Schulweis responded, in part: “Abraham was 90 when he was circumcised, so you have four more years to arrive at a decision.”

Two months ago, Schulweis proposed in a sermon to his Valley Beth Shalom congregation that Jews actively seek converts among interested non-Jews who do not belong to a church.

The Conservative rabbi’s call, widely reported in the Jewish and secular press, triggered a rash of inquiries via the Internet and last week drew 450 people to his temple in Encino, Calif.

They came in response to an advertised “Invitation to Seekers” to attend the first of four talks on “The Uniqueness of Judaism.”

The invitation was addressed to “people of all faiths and backgrounds who are unchurched and seek wisdom, meaning and a community of warmth and welcome.”

There were a fair number of his congregants in the audience and other Schulweis followers, who rarely miss a chance to listen to the eloquent and visionary rabbi.

His remarks reflected his belief that in explaining the meaning of Judaism to outsiders, Jews come to understand and deepen their own faith.

“This is not an academic exercise,” Schulweis told his listeners. “In talking to you, I am talking to myself as well.”

In the same vein, Schulweis spoke equally to those who were born Jewish and those born Christian when he denounced “the pernicious myth that Judaism is inhospitable to non-Jews. Judaism is not a private club of those born to Jewish mothers.”

Jews who look askance at converts display “a shameful bias based on ignorance of Jewish theology,” he said. “The Bible and the Talmud repeatedly exhort us to accept the stranger with love and respect.”

Schulweis frequently emphasized the non-exclusivity of the Jewish “club.”

“Judaism has no monopoly on God,” he said. “You don’t have to be Jewish to be loved by God.”

He added: “Adam was not a Jew, Adam was Everyman.”

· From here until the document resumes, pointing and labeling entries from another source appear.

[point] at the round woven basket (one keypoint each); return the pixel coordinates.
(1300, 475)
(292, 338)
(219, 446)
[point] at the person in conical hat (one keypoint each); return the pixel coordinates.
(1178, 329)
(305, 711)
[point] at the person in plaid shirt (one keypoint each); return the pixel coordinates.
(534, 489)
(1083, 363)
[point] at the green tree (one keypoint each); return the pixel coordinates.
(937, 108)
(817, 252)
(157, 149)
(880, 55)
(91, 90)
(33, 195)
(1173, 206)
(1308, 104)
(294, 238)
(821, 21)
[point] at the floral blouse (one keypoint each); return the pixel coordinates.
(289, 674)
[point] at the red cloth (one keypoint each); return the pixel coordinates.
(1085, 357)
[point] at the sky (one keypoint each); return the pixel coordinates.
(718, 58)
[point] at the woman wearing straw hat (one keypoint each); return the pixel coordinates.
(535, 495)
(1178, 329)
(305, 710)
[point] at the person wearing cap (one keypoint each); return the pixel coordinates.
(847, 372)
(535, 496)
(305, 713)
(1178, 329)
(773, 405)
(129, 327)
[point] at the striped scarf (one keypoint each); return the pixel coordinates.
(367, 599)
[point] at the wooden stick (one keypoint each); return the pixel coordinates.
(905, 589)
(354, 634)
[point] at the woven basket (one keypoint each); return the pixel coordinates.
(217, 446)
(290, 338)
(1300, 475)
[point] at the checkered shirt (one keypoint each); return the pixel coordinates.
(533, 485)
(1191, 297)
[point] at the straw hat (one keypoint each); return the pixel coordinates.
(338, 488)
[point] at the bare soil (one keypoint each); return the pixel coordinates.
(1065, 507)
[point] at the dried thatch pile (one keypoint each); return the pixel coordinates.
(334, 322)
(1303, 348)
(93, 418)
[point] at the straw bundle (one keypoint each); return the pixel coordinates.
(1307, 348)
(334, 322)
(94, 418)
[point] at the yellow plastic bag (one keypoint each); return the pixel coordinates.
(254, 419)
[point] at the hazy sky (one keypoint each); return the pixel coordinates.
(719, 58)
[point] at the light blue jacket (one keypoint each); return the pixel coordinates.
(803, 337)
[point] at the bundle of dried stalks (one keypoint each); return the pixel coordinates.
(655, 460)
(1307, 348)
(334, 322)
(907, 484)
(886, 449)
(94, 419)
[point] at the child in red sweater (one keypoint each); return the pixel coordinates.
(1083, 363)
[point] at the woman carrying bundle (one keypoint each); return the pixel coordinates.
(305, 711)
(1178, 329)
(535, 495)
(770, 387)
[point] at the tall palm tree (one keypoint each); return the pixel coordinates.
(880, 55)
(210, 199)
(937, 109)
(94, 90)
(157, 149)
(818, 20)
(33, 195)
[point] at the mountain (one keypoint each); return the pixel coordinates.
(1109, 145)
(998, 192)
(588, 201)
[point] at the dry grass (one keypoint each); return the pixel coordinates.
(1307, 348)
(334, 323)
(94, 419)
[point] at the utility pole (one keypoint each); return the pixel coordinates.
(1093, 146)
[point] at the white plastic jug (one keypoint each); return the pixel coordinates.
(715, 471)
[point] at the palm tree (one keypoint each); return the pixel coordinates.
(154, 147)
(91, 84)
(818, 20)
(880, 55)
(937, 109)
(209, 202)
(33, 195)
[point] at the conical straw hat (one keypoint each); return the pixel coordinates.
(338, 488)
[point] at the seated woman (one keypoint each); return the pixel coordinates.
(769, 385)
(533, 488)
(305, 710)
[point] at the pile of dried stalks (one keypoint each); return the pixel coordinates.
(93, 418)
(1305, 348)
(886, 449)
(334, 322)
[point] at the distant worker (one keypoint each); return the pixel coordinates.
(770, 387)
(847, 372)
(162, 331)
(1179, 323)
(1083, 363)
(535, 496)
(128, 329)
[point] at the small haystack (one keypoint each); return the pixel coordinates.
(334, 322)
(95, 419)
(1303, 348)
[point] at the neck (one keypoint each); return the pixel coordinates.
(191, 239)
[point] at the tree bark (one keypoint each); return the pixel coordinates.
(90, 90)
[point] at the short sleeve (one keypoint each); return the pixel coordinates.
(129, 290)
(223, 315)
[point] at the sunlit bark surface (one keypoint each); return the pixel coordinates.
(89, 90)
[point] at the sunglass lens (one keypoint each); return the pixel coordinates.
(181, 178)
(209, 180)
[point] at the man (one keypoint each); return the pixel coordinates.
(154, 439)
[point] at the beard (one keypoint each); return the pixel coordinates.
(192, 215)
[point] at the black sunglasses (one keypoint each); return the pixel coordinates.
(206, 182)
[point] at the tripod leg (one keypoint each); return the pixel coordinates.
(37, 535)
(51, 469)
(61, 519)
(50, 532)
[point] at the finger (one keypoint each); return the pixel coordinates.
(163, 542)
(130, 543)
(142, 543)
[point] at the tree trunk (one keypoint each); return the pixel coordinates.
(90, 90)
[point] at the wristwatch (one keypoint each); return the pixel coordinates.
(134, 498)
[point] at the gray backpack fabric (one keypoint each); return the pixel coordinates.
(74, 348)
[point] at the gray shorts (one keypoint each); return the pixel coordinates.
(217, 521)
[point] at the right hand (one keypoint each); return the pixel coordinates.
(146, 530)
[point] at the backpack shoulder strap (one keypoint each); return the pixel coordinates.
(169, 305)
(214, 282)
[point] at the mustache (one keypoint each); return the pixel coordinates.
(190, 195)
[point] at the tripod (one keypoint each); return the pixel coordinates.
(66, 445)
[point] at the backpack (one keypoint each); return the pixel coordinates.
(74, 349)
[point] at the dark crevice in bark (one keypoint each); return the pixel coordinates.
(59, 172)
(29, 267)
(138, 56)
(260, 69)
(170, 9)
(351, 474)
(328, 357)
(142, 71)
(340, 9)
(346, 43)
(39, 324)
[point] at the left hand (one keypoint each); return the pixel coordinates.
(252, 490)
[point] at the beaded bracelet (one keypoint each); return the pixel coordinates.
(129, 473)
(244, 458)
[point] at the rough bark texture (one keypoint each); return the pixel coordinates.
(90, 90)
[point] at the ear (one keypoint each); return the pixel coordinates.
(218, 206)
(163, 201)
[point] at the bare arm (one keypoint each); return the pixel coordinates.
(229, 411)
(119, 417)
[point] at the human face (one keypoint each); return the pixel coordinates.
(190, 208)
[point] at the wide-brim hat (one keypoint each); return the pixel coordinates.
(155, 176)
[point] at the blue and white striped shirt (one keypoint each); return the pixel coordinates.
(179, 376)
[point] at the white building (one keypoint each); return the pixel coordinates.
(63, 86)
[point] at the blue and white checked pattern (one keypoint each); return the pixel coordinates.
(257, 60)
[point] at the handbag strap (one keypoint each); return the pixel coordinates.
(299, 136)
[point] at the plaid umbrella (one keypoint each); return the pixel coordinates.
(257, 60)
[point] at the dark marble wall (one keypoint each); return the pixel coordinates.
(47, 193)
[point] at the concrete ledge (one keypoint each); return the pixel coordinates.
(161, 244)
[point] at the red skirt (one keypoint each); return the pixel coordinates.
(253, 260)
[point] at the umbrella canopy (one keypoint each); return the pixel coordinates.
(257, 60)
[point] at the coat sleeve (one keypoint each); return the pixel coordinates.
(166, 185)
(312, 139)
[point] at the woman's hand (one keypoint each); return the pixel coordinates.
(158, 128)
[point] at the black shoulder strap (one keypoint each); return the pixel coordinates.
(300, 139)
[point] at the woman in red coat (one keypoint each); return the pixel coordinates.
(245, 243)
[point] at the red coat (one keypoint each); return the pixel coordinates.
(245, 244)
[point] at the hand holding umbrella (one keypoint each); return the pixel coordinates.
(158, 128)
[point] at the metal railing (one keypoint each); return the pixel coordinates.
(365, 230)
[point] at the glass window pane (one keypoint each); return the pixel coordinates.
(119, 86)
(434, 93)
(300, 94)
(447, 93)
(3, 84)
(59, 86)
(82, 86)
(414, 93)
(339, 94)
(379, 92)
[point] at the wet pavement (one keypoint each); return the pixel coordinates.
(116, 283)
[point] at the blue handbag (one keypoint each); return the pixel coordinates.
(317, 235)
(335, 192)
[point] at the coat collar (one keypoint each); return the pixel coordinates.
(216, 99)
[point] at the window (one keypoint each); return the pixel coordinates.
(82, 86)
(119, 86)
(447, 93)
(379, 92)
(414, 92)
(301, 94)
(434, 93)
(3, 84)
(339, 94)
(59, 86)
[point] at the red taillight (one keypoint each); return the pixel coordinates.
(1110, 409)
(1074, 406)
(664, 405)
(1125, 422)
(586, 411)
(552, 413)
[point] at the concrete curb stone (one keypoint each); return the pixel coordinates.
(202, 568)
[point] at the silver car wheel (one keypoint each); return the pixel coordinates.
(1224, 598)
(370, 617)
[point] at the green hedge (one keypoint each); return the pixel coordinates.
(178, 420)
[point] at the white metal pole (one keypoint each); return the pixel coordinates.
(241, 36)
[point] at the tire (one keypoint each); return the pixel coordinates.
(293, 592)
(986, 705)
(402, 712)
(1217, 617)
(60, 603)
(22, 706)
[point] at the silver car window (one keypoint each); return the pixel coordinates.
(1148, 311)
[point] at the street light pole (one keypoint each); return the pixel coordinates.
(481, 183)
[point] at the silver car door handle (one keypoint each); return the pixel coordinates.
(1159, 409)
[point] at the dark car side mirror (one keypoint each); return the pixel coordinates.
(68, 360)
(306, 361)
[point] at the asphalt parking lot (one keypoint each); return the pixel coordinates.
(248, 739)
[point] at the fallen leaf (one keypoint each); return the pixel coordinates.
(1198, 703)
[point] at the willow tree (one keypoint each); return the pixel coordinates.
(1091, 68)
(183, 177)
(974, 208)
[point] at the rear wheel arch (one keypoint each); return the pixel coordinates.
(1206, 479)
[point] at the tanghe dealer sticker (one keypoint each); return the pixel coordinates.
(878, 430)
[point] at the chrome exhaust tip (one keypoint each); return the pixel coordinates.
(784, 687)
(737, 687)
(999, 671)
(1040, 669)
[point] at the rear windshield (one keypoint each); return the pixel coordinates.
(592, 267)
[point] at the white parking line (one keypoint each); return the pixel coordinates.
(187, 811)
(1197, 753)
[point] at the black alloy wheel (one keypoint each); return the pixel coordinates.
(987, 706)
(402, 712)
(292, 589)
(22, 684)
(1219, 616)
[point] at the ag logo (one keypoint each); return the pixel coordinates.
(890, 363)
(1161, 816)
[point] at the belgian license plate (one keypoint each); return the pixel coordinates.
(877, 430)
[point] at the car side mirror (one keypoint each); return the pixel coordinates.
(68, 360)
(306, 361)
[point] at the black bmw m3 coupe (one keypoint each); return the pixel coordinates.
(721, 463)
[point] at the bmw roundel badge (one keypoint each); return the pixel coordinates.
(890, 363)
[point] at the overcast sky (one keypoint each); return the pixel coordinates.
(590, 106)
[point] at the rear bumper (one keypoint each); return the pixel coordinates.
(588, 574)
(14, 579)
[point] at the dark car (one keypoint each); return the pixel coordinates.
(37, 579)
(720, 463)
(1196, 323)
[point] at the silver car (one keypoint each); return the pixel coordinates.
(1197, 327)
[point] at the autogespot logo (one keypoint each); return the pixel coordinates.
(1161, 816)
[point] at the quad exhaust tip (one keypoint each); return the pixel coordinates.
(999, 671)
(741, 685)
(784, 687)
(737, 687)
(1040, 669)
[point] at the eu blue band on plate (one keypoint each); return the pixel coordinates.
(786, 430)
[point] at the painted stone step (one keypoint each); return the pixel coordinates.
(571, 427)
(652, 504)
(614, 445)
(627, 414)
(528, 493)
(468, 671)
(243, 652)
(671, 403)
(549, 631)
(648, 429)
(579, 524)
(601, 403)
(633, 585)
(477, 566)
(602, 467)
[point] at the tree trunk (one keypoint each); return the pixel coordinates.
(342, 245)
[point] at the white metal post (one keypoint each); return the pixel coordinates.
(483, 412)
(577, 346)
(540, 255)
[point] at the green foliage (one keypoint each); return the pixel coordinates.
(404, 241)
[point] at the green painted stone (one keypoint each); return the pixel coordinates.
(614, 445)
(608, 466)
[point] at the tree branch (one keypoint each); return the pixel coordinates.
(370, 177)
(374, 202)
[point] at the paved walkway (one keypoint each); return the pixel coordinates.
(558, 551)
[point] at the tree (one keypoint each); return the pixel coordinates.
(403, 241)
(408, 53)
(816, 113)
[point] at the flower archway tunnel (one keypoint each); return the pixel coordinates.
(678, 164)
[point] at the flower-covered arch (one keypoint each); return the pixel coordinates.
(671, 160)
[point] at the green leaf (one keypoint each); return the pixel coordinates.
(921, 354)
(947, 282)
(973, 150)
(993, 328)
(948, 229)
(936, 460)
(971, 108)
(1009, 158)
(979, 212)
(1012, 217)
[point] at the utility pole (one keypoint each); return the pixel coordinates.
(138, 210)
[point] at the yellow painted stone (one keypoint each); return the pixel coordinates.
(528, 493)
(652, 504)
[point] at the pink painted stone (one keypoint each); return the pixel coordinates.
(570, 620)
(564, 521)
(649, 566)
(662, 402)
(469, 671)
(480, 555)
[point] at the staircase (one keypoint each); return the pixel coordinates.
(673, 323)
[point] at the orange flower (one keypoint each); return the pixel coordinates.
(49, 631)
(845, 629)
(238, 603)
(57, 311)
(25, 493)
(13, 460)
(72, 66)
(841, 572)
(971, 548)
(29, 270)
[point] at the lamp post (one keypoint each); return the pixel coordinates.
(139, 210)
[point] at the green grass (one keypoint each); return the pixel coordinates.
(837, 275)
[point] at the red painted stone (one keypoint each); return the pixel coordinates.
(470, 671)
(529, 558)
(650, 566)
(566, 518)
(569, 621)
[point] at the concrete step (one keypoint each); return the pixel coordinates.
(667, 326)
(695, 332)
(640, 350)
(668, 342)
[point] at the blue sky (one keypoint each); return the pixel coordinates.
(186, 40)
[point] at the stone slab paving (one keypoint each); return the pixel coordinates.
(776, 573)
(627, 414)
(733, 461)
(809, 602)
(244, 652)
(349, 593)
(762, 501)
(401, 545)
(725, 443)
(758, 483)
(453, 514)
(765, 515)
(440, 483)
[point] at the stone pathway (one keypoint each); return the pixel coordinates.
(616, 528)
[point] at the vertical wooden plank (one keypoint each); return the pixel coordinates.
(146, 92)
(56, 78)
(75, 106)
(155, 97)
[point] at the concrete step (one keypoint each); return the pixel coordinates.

In a sense, Schulweis was implicitly responding to Orthodox and some other Conservative rabbis, who have criticized his conversionary outreach. He put his basic motivation in everyday terms.

“When you see a great play or read a great book, you want to tell your friends about it,” he said. “I feel the same excitement about the grandeur of Judaism.”

The hesitation of many would-be converts that they would not be accepted by Jews was confirmed by conversations with a number of non-Jews before and after the rabbi’s talk.

“I always perceived Jews as a closed group,” said Kathy Burns, a law enforcement officer. “I was raised as a Catholic, then became a born-again Christian,” she said. “I have a lot of unresolved questions about religion and I am encouraged that Judaism asks questions.”

Barbara Mack, also raised as a Catholic, agreed that she was always told that Jews did not accept outsiders. “It’s a good feeling to be welcomed,” she said after listening to Schulweis. “Judaism seems to be much more open-minded than I thought.”

Robin Carlson grew up in “a sheltered religion” as a Mormon in a small town without Jews, but developed an interest in other religions. She said she liked Schulweis’ emphasis on individual responsibility but felt he had not “covered a whole lot.” She promised to be back for the remaining talks.

In planning the four-lecture series, Valley Beth Shalom had done its homework. Each attendant was supplied with an extensive reading list on Judaism, as well as a list of some 17 Reform, Conservative and Orthodox rabbis ready to respond to personal questions.

“I am not trying to win converts to Conservative Judaism only,” said Schulweis in a conversation. “If they connect with Chabad, that’s great.”

Pointing to the large number of electronic messages he had received about conversion, Schulweis said he was bemused by the perceptions of some of his Internet interlocutors.

“They frequently ask why the Jews didn’t accept Jesus, and many seem to have the notion that first came Jesus, and then came the Jews and rejected him,” Schulweis said.